Pois é preciso que nos assombremos de novo, que saiamos de nossa anestesia, de nossa “vida bovina”, anêmica, cujos acontecimentos nos são impostos sem que nos sintamos capazes de nenhuma reação. Esse espetáculo é uma reação. Esse espetáculo é um acontecimento na cena da vida, na cena da cidade, um acontecimento capaz de romper nossa paralisia ante o horror. Sim, o horror agora está dado. Mas o espetáculo sacoleja tudo. O corpo do espectador não parece caber na cadeira, o teatro não parece caber no teatro. Se o bom livro é aquele que sai para fora de si, isso também deve valer para o teatro: a boa peça é aquela que parece sair do seu espaço circunscrito, contaminando os espaços à volta, provocando também uma extensão no tempo, um efeito a posteriori, um “ativo da dor”, como diria Barthes.
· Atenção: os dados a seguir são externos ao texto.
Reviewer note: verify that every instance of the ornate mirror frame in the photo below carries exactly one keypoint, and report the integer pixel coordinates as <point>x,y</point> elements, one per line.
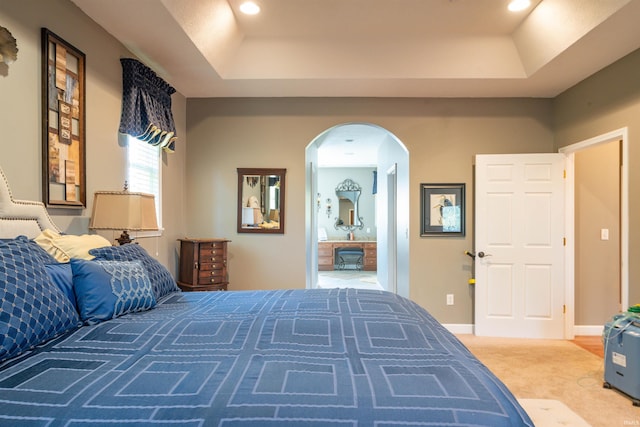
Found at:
<point>349,190</point>
<point>266,188</point>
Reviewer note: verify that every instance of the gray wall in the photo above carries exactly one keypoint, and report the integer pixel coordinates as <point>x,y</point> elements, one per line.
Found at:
<point>105,160</point>
<point>441,135</point>
<point>199,181</point>
<point>607,101</point>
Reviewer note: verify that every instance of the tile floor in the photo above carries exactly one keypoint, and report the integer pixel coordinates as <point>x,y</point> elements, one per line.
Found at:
<point>348,279</point>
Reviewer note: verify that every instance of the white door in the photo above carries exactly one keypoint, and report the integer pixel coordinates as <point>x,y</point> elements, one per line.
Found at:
<point>519,245</point>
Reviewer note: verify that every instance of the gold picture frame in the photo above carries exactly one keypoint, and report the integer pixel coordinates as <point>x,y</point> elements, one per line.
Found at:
<point>63,123</point>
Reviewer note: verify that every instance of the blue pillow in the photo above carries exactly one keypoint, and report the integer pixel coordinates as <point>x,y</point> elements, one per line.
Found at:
<point>38,251</point>
<point>161,280</point>
<point>108,289</point>
<point>32,308</point>
<point>62,276</point>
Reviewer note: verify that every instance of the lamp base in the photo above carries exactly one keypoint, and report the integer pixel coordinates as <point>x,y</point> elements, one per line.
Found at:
<point>124,238</point>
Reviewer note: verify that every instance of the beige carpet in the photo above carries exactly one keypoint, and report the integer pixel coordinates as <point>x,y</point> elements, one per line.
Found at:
<point>555,370</point>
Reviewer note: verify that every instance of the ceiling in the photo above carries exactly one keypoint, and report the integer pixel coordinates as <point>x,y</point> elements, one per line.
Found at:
<point>372,48</point>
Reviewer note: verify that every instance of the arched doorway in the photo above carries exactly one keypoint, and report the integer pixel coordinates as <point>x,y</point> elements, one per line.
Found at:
<point>364,145</point>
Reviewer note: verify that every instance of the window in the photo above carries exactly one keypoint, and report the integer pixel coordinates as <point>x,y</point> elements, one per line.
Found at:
<point>144,173</point>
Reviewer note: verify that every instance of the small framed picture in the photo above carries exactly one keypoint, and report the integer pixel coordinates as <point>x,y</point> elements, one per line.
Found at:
<point>442,209</point>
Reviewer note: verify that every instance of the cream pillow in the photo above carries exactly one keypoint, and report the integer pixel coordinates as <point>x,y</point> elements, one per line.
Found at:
<point>63,247</point>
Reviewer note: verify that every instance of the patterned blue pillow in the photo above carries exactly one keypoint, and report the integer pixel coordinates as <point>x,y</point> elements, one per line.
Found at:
<point>108,289</point>
<point>32,308</point>
<point>159,276</point>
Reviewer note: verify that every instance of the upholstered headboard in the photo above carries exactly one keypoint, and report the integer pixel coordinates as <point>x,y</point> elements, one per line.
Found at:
<point>21,217</point>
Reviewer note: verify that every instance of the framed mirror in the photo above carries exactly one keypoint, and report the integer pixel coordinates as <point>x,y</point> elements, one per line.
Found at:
<point>261,200</point>
<point>348,219</point>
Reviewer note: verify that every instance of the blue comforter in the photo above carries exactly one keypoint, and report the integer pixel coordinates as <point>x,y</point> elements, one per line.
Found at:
<point>339,357</point>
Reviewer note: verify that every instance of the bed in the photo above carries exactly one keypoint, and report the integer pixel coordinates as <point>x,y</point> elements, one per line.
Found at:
<point>330,357</point>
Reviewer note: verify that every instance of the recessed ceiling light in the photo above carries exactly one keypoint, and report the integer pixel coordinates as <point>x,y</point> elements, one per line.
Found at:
<point>249,8</point>
<point>518,5</point>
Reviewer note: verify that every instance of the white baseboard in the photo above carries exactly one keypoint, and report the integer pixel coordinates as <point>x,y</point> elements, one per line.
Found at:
<point>459,328</point>
<point>588,329</point>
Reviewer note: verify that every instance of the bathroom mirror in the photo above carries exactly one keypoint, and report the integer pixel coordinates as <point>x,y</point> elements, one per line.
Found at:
<point>348,193</point>
<point>261,200</point>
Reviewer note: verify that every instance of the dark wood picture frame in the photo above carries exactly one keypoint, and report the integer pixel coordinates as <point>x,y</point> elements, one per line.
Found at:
<point>267,187</point>
<point>63,123</point>
<point>442,210</point>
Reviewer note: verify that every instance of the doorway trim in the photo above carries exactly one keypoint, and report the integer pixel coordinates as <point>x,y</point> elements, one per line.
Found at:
<point>391,151</point>
<point>569,151</point>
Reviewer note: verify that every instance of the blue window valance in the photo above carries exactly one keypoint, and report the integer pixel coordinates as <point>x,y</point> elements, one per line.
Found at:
<point>146,105</point>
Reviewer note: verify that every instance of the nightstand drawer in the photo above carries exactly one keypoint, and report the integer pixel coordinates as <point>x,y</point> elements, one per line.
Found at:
<point>203,265</point>
<point>206,266</point>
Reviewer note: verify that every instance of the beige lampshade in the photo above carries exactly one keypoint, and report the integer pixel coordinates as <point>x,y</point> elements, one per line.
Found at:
<point>123,210</point>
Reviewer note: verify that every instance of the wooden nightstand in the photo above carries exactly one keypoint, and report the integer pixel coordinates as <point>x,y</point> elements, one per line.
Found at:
<point>203,265</point>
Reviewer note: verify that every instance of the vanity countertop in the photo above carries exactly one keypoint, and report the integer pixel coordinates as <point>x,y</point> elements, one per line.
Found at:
<point>348,241</point>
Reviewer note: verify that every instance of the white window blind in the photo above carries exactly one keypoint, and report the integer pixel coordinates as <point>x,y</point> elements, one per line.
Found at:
<point>143,171</point>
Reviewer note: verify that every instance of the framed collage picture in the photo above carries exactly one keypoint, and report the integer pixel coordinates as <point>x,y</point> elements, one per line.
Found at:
<point>63,123</point>
<point>442,209</point>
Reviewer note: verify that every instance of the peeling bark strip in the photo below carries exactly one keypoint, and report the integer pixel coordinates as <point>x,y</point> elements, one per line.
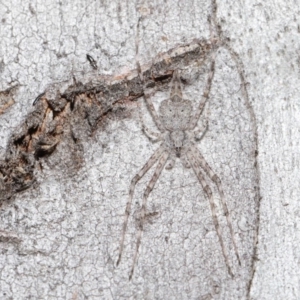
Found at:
<point>59,111</point>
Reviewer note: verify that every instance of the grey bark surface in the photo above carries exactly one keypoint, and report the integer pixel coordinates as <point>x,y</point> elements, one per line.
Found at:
<point>67,162</point>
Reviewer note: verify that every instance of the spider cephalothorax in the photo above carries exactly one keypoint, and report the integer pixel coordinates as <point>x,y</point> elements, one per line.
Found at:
<point>177,122</point>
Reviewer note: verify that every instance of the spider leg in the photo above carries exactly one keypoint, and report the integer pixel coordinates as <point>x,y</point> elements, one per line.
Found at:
<point>152,160</point>
<point>217,181</point>
<point>148,190</point>
<point>171,162</point>
<point>140,73</point>
<point>205,95</point>
<point>152,136</point>
<point>200,132</point>
<point>196,167</point>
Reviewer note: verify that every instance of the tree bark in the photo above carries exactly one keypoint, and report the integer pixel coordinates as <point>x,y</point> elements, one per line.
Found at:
<point>75,79</point>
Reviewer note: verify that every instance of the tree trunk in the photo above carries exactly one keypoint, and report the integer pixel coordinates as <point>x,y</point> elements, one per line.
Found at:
<point>78,81</point>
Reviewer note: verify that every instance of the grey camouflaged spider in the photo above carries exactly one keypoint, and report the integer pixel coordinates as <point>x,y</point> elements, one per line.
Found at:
<point>177,124</point>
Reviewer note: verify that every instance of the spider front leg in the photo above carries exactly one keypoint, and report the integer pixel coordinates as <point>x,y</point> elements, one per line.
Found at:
<point>205,95</point>
<point>217,181</point>
<point>200,132</point>
<point>149,188</point>
<point>152,160</point>
<point>152,136</point>
<point>196,167</point>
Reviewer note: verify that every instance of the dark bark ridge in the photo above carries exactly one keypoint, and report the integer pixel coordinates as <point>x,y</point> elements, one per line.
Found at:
<point>62,112</point>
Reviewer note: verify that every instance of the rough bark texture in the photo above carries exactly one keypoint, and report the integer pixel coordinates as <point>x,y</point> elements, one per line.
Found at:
<point>67,161</point>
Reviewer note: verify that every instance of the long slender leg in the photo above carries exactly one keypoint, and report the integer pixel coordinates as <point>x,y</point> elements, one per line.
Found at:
<point>152,160</point>
<point>205,95</point>
<point>149,188</point>
<point>218,183</point>
<point>200,132</point>
<point>153,136</point>
<point>196,167</point>
<point>145,95</point>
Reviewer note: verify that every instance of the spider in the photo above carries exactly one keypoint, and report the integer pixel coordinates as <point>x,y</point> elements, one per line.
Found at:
<point>176,123</point>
Assim, apesar de todo o pessimismo do professor, é o desejo o que esse personagem reacende em quem assiste. E o desejo é absolutamente insuportável para governos autoritários. A singularidade dos desejos. Temos, então, um espetáculo desejante. Saímos da peça com o coração em brasa. Com o olhar alargado. Com a inquietude viva de quem pensa. Pois o pensamento está a perder-se na anemia da vida cotidiana, na violência da vida em que a vida não vale nada. Mas Classe nos lembra: há ainda um aprendizado possível, exigente, urgente.


A peça é não só primorosamente cuidada esteticamente mas eticamente. No entanto, não há excessos; não há, por exemplo, nenhuma espécie de pirotecnia técnica, tecnológica, ilusionista – como tão em voga ultimamente. O cenário é simples, o figurino também. Tal minimalismo, contudo, não só não impede como intensifica as possibilidades da linguagem do teatro. Pois é o texto, a atuação e a dança dos corpos no palco o que ganha ênfase, o que nos arrebata e faz com que esqueçamos todo o resto. E, por outro lado, faz com que nos lembremos de todo o resto lá fora do teatro, faz com que nos lembremos quão desconfortável é nossa situação, na cadeira (pela passividade) e no quadro político-social atual (pelo mesmo motivo). Desconforto indesejável, é claro, mas necessário, impelente. Desconforto, enfim, que não pode ser denegado. Desconforto que pode transformar, só ele, o indesejável, pelo caminho do desejo. Por isso tudo e mais um pouco, digo que o espetáculo Classe faz mais do que o esperado: ele dignifica a linguagem do teatro – e, por extensão, da arte. E ele também nos diz: temos o direito ao assombro.


Um de meus incômodos ao acompanhar peças teatrais em Belo Horizonte sempre foi o fato de o texto – pela própria condição da linguagem teatral – ser quase sempre vociferado, num certo excesso constrangedor que comprometia o “pacto ficcional” entre mim – espectadora – e a história a que assistia. No teatro, não se pode “falar baixo”, é preciso projetar a voz, que vez ou outra me parecia “microfonada” demais, exagerada, fake. Em Classe, no entanto, redignificou-se, para mim, a linguagem do teatro, não porque falou baixo, mas porque soube gritar, porque soube, assim, deixar cair a verdade aos nossos pés. Colhi-a. Continuo colhendo-a. Porque essa peça pede um gesto a’mais, como quem diz: “colha essa verdade aos seus pés, e faça algo com ela”. “Levante-a como quem levanta um ramo de oliveira”. Então, pude sair daquela sala como quem sai com esse problema novo – e muito antigo –, como quem sai de um estado de apatia que só reforça o estado das coisas. Saí da sala onde o espetáculo foi encenado com a sensação de que o que se passou ali tinha mais verdade do que o que vem se passando cá fora. Saí, enfim, com a sensação crua de que eu tinha algo a fazer e, sabendo que isso não é pouco, saí, ainda, reconciliada com o teatro, com o teatro de Belo Horizonte, com o teatro em geral.


Classe promove um giro sobre a própria linguagem, uma vez que encena o grito que deveras tem, o grito engasgado do espectador, o grito de todos e de ninguém.